To generate a range of differing levels of migratory connectivity for each simulated species range, we used an algorithm that matched breeding and non-breeding locations for individuals according to their longitudinal ranks (Fig. A3C). For each individual in the breeding range, we randomly-selected a non-breeding location from all available points within a given bandwidth of longitudinal rank, and controlled connectivity levels by varying this bandwidth. For example, with a bandwidth of 1000, an individual of longitudinal rank of 5000 on the breeding zone would be randomly assigned a point from all those between longitudinal ranks 4000—6000 on the non-breeding zone. Larger bandwidths of longitudinal ranking on the non-breeding zone therefore result in lower migratory connectivity. Bandwidth sizes of 1000, 13,000, and 25,000 were used to produce three levels of migratory connectivity for each species. To sample the resulting populations, we assigned discrete study areas of fixed size to the 20 highest-density cells within a coarse grid overlain across the breeding range (Fig. A3D–E). This reflects the common logistical constraints (difficulty in catching individuals for tagging, access restrictions, and financial limitations) that may force researchers to restrict their sampling to areas where their chosen species are known to be more abundant.
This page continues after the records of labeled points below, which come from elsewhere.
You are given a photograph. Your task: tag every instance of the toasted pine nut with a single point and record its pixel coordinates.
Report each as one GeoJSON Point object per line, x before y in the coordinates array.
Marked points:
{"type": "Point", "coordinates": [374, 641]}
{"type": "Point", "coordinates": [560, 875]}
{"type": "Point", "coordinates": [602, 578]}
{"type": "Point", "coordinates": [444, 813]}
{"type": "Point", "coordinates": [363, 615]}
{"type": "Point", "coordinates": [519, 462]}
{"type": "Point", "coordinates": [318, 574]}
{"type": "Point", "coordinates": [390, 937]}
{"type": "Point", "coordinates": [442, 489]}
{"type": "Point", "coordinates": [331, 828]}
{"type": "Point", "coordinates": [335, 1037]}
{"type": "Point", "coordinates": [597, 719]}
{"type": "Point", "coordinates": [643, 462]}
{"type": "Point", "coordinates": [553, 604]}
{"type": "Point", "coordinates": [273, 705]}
We then selected 200 individuals at random from these sampling sites. To explore the impact of variation in spatial sampling extent on resulting connectivity estimates, we varied the number of sampling sites from which these individuals were drawn, ranging from 3 to 20 sites selected at random from the pool of 20. We repeated this 100 times for each possible sampling scenario and level of connectivity and calculated resulting Mantel scores as well as the mean distance between centroids of sampling sites.
All simulations and statistical analysis were performed with R 4.3.0 (R [28]). Scripts for the completed analysis, including all simulations, are available as electronic supplementary material.